Arquitecto
y pintor italiano renacentista,
considerado uno de los más grandes artistas de todos los tiempos
tanto por sus esculturas como por sus pinturas y exquisita obra
arquitectónica, fue
conocido
en español
como Miguel
Ángel
y
desarrolló
su labor artística a lo largo de más de setenta años entre
Florencia
y Roma, que era donde vivían sus grandes mecenas,
la familia Medici
de Florencia y los diferentes papas
romanos. Muy
admirado por sus contemporáneos, que le llamaban el
Divino, triunfó
en todas las artes en las que trabajó, caracterizándose por su
perfeccionismo. La escultura, según había declarado, era su
predilecta y la primera a la que se dedicó; a continuación, la
pintura, casi como una imposición por parte del papa Julio
II,
y que se concretó en una obra excepcional que magnifíca la bóveda
de la Capilla Sixtina;
y ya en sus últimos años, realizó proyectos arquitectónicos.
Buonarroti
dio buena cuenta, a lo largo de 89 años, de por qué fue bautizado
como «el
Divino».
No por su fe inquebrantable, que la tuvo, sino por los prodigios que
salieron de su
privilegiada mente y sus virtuosas manos.
Sin embargo, tras esa divinidad se esconde un hombre de carne y
hueso,
con
su grandeza, pero también con sus miserias.
Es el retrato esbozado
por
Martin
Gayford que
ha
llevado a cabo una investigación rigurosa, buceando en su abundante
correspondencia y sus tres
centenares de poemas. «He querido abordar a Miguel Ángel como un
ser humano extremadamente complejo. En el pasado, sobre todo en las
biografías románticas, se le trataba como una especie de
superhombre. Fue un hombre difícil, neurótico, irritable y hasta
deshonesto, pero también podía ser generoso, tierno y valiente».
Esta
biografía relata la angustia de un hombre atormentado por la
ansiedad, agotado por el estrés de tantos encargos, cada vez más
faraónicos, muchos de los cuales nunca llegó a terminar.

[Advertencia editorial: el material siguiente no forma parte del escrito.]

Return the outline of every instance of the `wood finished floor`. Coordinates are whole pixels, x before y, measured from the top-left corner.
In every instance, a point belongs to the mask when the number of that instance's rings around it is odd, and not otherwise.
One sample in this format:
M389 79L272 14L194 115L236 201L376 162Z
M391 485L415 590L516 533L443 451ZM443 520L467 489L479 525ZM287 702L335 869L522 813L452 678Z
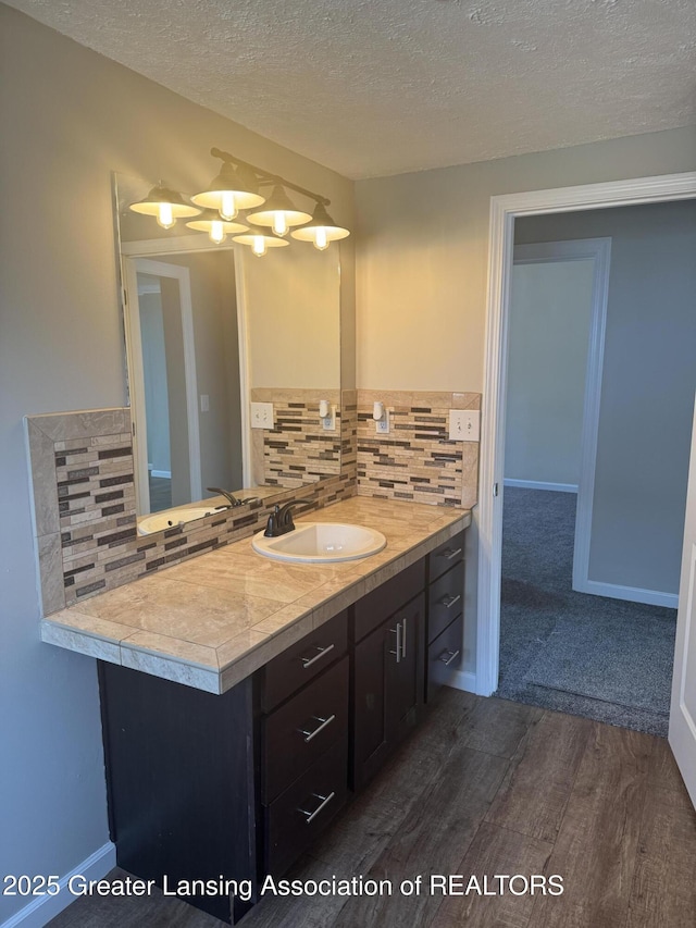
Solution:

Su
ambición no tenía límites: quería esculpir una montaña con forma
de coloso. El autor lo retrata como un maníaco
del control: tenía que supervisar hasta el más mínimo detalle todo
el proceso creativo y no sabía delegar. Ello le pasó factura.
Tuvo
una vida de novela: peleas y pleitos familiares, intrigas papales y
palaciegas, envidias entre colegas, que llegaban a espiarse para
robar sus ideas; engaños a los mecenas (estafó a un cardenal
envejeciendo un «Cupido» para venderlo como una antigüedad)...
Fueron tantos sus enemigos como sus admiradores y fue considerado
traidor en Florencia, donde llegó a ser gobernador y procurador
general de las fortificaciones de la ciudad. Tuvo que huir y
exiliarse. No se casó ni tuvo hijos. Su madre murió cuando él
tenía 6 años y solo hubo una mujer importante en su vida, la poeta
Vittoria Colonna, con quien mantuvo una relación intelectual y
espiritual.
Pese
a tener en su haber logros milagrosos como «La Piedad», el
«David»,
los
frescos del techo de la Capilla Sixtina o
«El Juicio Final», no faltaron proyectos que supusieron para él
mucho desgaste y, en cierta medida, un fracaso. Fue el caso de la
tumba de Julio II (una tarea inconmensurable en la que estuvo
enfrascado más de 40 años y completó solo parcialmente, aunque
incluyendo, eso sí, el soberbio «Moisés») y la cúpula de San
Pedro del Vaticano (no sobrevivió como él la concibió).